Un siglo de encubrimiento
El suicidio de Ota Benga fue noticia y volvió a poner al Zoológico del Bronx en la mira de las organizaciones antirracistas, que lo culparon de haberlo destruido psíquicamente. Quienes diez años antes lo habían exhibido descaradamente como si se tratara de un animal, idearon una nueva historia para justificarse. En declaraciones a The New York Times, los directivos del zoológico, dijeron que todo era una gran equivocación, que Benga nunca fue exhibido en una jaula, sino que era un empleado más de la institución. “Fue su empleo el que dio lugar a reportes infundados de que lo tenían cautivo en el parque como una de las exhibiciones en la jaula de los monos”, se puede leer en un artículo del diario.
Más de medio siglo después de la muerte de Ota Benga, el Zoológico del Bronx seguía tratando de encubrir los hechos.
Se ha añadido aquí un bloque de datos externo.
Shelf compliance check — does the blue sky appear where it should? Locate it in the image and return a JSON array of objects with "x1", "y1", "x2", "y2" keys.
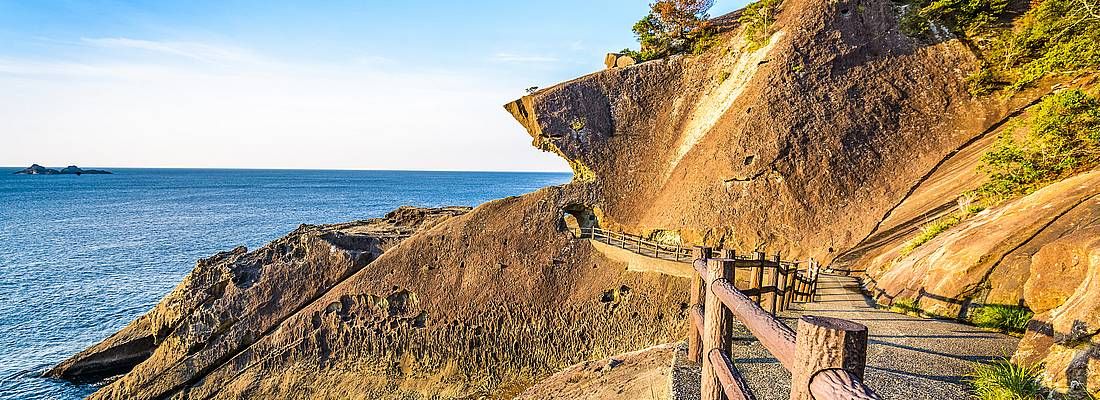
[{"x1": 0, "y1": 0, "x2": 744, "y2": 170}]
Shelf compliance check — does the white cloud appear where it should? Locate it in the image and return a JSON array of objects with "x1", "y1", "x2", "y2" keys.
[
  {"x1": 80, "y1": 37, "x2": 260, "y2": 63},
  {"x1": 0, "y1": 38, "x2": 567, "y2": 170},
  {"x1": 493, "y1": 53, "x2": 558, "y2": 63}
]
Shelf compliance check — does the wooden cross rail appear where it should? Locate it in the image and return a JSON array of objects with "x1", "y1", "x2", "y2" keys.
[
  {"x1": 688, "y1": 248, "x2": 879, "y2": 400},
  {"x1": 575, "y1": 226, "x2": 693, "y2": 263}
]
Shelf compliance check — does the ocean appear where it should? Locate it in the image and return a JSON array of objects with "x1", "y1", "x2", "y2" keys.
[{"x1": 0, "y1": 168, "x2": 571, "y2": 400}]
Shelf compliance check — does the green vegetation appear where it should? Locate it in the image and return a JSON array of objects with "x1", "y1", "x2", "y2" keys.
[
  {"x1": 899, "y1": 0, "x2": 1100, "y2": 96},
  {"x1": 969, "y1": 304, "x2": 1035, "y2": 333},
  {"x1": 622, "y1": 0, "x2": 718, "y2": 63},
  {"x1": 969, "y1": 359, "x2": 1044, "y2": 400},
  {"x1": 899, "y1": 0, "x2": 1008, "y2": 38},
  {"x1": 890, "y1": 299, "x2": 921, "y2": 314},
  {"x1": 979, "y1": 0, "x2": 1100, "y2": 90},
  {"x1": 901, "y1": 212, "x2": 963, "y2": 256},
  {"x1": 738, "y1": 0, "x2": 783, "y2": 49},
  {"x1": 569, "y1": 118, "x2": 584, "y2": 132},
  {"x1": 901, "y1": 193, "x2": 986, "y2": 256},
  {"x1": 976, "y1": 88, "x2": 1100, "y2": 198}
]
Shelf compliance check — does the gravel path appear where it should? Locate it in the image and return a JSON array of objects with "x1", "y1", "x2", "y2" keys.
[{"x1": 674, "y1": 274, "x2": 1019, "y2": 400}]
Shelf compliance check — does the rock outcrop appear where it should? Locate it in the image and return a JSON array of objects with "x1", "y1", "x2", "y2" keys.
[
  {"x1": 15, "y1": 164, "x2": 111, "y2": 175},
  {"x1": 55, "y1": 0, "x2": 1098, "y2": 399},
  {"x1": 46, "y1": 207, "x2": 470, "y2": 381}
]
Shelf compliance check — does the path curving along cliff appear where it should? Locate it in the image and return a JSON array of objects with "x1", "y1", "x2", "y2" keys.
[{"x1": 56, "y1": 0, "x2": 1097, "y2": 399}]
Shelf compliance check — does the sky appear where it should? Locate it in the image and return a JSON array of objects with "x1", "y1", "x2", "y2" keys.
[{"x1": 0, "y1": 0, "x2": 745, "y2": 171}]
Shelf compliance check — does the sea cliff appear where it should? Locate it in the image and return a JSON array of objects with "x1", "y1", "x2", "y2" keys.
[{"x1": 58, "y1": 0, "x2": 1100, "y2": 399}]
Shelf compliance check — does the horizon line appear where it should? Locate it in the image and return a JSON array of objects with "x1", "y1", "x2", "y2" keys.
[{"x1": 0, "y1": 163, "x2": 573, "y2": 174}]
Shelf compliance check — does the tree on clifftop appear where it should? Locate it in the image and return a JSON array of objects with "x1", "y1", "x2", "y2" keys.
[{"x1": 623, "y1": 0, "x2": 714, "y2": 62}]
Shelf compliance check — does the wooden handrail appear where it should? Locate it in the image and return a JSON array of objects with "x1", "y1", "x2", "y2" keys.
[
  {"x1": 711, "y1": 271, "x2": 794, "y2": 369},
  {"x1": 690, "y1": 256, "x2": 879, "y2": 400},
  {"x1": 707, "y1": 348, "x2": 756, "y2": 400}
]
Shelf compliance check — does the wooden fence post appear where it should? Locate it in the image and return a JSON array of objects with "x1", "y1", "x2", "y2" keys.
[
  {"x1": 783, "y1": 263, "x2": 799, "y2": 310},
  {"x1": 772, "y1": 258, "x2": 789, "y2": 314},
  {"x1": 810, "y1": 259, "x2": 822, "y2": 302},
  {"x1": 791, "y1": 315, "x2": 867, "y2": 400},
  {"x1": 749, "y1": 252, "x2": 763, "y2": 304},
  {"x1": 688, "y1": 247, "x2": 707, "y2": 364},
  {"x1": 700, "y1": 256, "x2": 734, "y2": 400},
  {"x1": 761, "y1": 254, "x2": 779, "y2": 315}
]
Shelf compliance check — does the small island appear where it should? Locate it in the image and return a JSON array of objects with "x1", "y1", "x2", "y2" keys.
[{"x1": 15, "y1": 164, "x2": 111, "y2": 175}]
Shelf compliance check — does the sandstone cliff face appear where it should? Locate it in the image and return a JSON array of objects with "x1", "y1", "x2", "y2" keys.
[
  {"x1": 56, "y1": 0, "x2": 1096, "y2": 399},
  {"x1": 508, "y1": 0, "x2": 1015, "y2": 260},
  {"x1": 834, "y1": 76, "x2": 1100, "y2": 392}
]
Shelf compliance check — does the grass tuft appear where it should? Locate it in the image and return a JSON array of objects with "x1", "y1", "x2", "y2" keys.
[
  {"x1": 969, "y1": 359, "x2": 1044, "y2": 400},
  {"x1": 890, "y1": 299, "x2": 921, "y2": 314},
  {"x1": 970, "y1": 304, "x2": 1035, "y2": 333}
]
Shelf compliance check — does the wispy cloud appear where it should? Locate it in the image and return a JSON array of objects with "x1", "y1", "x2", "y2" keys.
[
  {"x1": 493, "y1": 53, "x2": 558, "y2": 63},
  {"x1": 80, "y1": 37, "x2": 260, "y2": 63}
]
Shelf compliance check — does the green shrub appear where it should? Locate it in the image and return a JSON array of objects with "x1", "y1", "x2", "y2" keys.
[
  {"x1": 622, "y1": 0, "x2": 718, "y2": 63},
  {"x1": 901, "y1": 212, "x2": 963, "y2": 256},
  {"x1": 978, "y1": 0, "x2": 1100, "y2": 90},
  {"x1": 969, "y1": 304, "x2": 1035, "y2": 333},
  {"x1": 977, "y1": 90, "x2": 1100, "y2": 202},
  {"x1": 890, "y1": 299, "x2": 921, "y2": 314},
  {"x1": 969, "y1": 359, "x2": 1044, "y2": 400},
  {"x1": 737, "y1": 0, "x2": 783, "y2": 51},
  {"x1": 899, "y1": 0, "x2": 1100, "y2": 92},
  {"x1": 569, "y1": 118, "x2": 584, "y2": 132},
  {"x1": 898, "y1": 0, "x2": 1008, "y2": 40}
]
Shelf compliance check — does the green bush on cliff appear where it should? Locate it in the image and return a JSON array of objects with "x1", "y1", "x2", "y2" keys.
[
  {"x1": 969, "y1": 359, "x2": 1044, "y2": 400},
  {"x1": 969, "y1": 304, "x2": 1035, "y2": 333},
  {"x1": 737, "y1": 0, "x2": 783, "y2": 49},
  {"x1": 900, "y1": 0, "x2": 1009, "y2": 37},
  {"x1": 901, "y1": 212, "x2": 963, "y2": 256},
  {"x1": 623, "y1": 0, "x2": 717, "y2": 62},
  {"x1": 898, "y1": 0, "x2": 1009, "y2": 40},
  {"x1": 982, "y1": 0, "x2": 1100, "y2": 90},
  {"x1": 899, "y1": 0, "x2": 1100, "y2": 92},
  {"x1": 977, "y1": 90, "x2": 1100, "y2": 198}
]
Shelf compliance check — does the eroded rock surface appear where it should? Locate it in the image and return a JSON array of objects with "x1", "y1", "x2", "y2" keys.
[
  {"x1": 46, "y1": 208, "x2": 469, "y2": 380},
  {"x1": 56, "y1": 0, "x2": 1097, "y2": 399}
]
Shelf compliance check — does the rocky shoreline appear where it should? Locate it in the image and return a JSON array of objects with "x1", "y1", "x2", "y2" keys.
[{"x1": 15, "y1": 164, "x2": 113, "y2": 176}]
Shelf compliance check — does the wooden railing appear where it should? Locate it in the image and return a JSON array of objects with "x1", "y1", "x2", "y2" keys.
[
  {"x1": 688, "y1": 248, "x2": 879, "y2": 400},
  {"x1": 574, "y1": 226, "x2": 694, "y2": 263}
]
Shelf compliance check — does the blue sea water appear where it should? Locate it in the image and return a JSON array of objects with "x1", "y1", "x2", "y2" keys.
[{"x1": 0, "y1": 168, "x2": 571, "y2": 399}]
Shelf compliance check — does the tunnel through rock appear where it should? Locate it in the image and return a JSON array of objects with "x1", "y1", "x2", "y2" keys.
[{"x1": 559, "y1": 204, "x2": 600, "y2": 234}]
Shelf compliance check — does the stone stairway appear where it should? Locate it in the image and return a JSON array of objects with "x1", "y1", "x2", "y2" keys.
[{"x1": 670, "y1": 274, "x2": 1019, "y2": 400}]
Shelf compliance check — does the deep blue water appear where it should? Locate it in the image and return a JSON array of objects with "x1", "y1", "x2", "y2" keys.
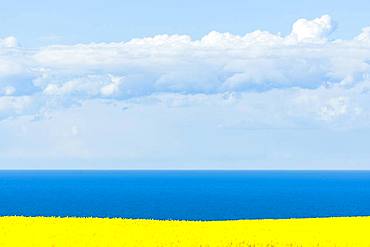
[{"x1": 0, "y1": 171, "x2": 370, "y2": 220}]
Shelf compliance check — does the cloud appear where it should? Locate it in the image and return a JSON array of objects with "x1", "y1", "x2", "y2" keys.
[{"x1": 0, "y1": 15, "x2": 370, "y2": 127}]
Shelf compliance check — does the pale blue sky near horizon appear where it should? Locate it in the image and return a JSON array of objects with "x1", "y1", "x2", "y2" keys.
[
  {"x1": 0, "y1": 0, "x2": 370, "y2": 170},
  {"x1": 0, "y1": 0, "x2": 370, "y2": 47}
]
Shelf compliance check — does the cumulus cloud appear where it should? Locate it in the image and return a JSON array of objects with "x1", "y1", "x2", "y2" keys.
[{"x1": 0, "y1": 15, "x2": 370, "y2": 127}]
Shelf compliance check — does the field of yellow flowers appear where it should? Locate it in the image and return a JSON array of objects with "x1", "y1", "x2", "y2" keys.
[{"x1": 0, "y1": 217, "x2": 370, "y2": 247}]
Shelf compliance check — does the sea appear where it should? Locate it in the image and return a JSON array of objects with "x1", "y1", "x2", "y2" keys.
[{"x1": 0, "y1": 171, "x2": 370, "y2": 220}]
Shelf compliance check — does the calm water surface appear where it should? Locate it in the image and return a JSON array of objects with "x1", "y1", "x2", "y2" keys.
[{"x1": 0, "y1": 171, "x2": 370, "y2": 220}]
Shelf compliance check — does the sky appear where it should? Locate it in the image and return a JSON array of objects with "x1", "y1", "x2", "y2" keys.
[{"x1": 0, "y1": 0, "x2": 370, "y2": 170}]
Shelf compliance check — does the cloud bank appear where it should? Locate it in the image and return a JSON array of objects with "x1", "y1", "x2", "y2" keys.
[{"x1": 0, "y1": 15, "x2": 370, "y2": 125}]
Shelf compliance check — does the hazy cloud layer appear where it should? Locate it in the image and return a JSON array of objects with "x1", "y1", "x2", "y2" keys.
[{"x1": 0, "y1": 15, "x2": 370, "y2": 126}]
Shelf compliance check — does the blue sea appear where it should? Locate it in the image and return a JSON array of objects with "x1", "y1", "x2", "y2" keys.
[{"x1": 0, "y1": 171, "x2": 370, "y2": 220}]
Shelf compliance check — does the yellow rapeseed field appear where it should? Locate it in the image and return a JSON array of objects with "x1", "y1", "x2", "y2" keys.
[{"x1": 0, "y1": 217, "x2": 370, "y2": 247}]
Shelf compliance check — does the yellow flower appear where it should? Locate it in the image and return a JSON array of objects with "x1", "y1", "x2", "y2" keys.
[{"x1": 0, "y1": 217, "x2": 370, "y2": 247}]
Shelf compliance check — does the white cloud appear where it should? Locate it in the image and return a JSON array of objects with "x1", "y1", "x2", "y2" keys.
[
  {"x1": 288, "y1": 15, "x2": 336, "y2": 43},
  {"x1": 0, "y1": 15, "x2": 370, "y2": 129}
]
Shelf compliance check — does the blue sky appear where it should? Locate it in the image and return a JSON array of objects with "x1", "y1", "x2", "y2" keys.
[
  {"x1": 0, "y1": 0, "x2": 370, "y2": 169},
  {"x1": 0, "y1": 0, "x2": 370, "y2": 47}
]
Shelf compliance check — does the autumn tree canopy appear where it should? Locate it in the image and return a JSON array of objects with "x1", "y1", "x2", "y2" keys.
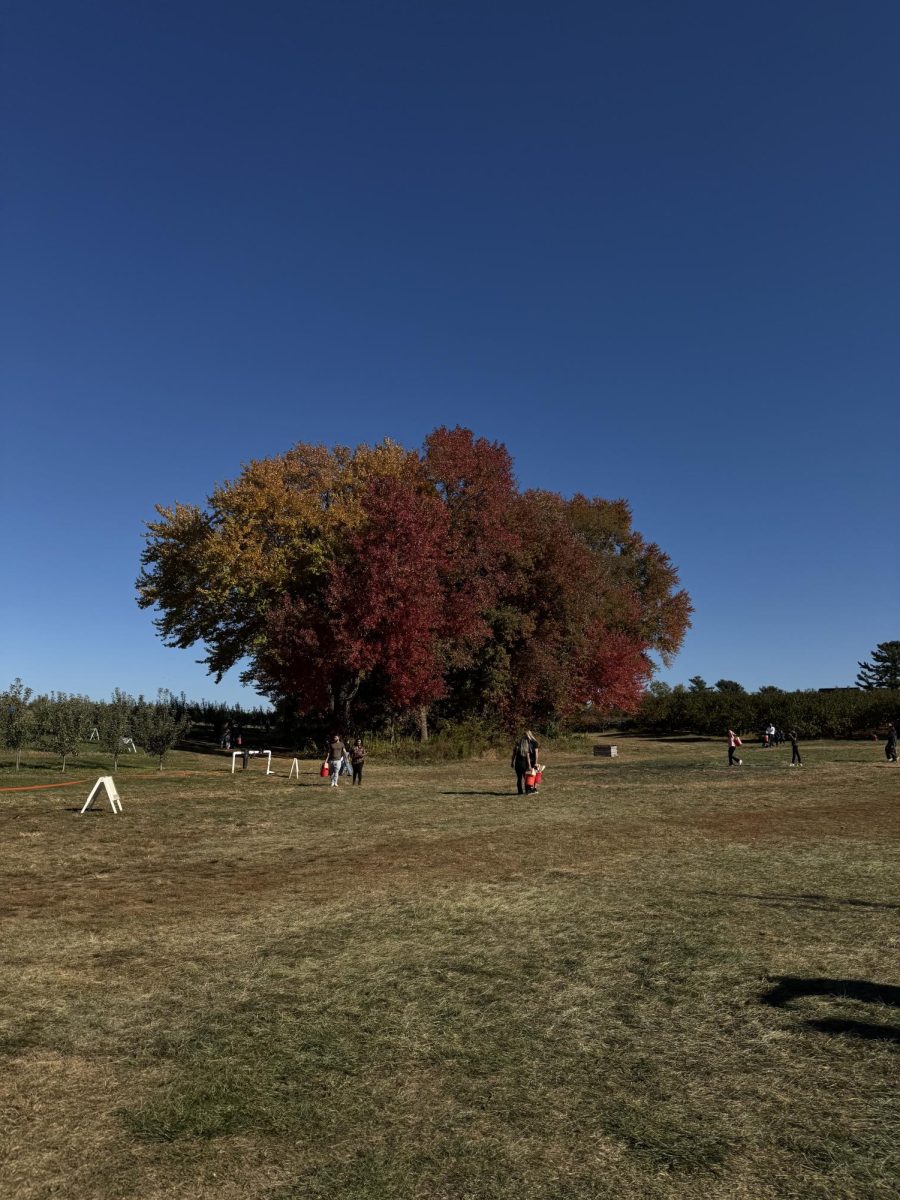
[{"x1": 137, "y1": 427, "x2": 691, "y2": 728}]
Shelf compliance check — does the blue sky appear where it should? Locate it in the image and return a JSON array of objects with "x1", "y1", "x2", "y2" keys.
[{"x1": 0, "y1": 0, "x2": 900, "y2": 703}]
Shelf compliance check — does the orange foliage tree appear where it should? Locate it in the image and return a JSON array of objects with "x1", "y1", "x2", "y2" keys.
[{"x1": 137, "y1": 427, "x2": 691, "y2": 733}]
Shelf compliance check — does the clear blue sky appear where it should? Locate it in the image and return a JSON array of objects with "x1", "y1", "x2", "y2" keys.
[{"x1": 0, "y1": 0, "x2": 900, "y2": 703}]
En 1974, su curador emérito aseguró que no era posible saber qué había pasado realmente, porque la “supuesta” exhibición del joven pigmeo parecía ser una leyenda urbana. “Que estuvo encerrado en una jaula vacía para que lo mirasen durante ciertas horas parece improbable. A esta distancia en el tiempo, eso es todo lo que se puede decir con certeza, excepto que todo se hizo con las mejores intenciones, ya que Ota Benga era interesante para el público de Nueva York”, escribió en su libro “La reunión de animales”, contradiciendo la información de sus propios archivos.
Recién en 2020, las autoridades de la Sociedad para la Conservación de la Vida Silvestre, que maneja actualmente el zoológico, hicieron público algo parecido al arrepentimiento. “Lamentamos profundamente que muchas personas y generaciones se hayan visto perjudicadas por estas acciones o por nuestra incapacidad para condenarlas y denunciarlas públicamente con anterioridad”, dijo su presidente, Cristian Samper.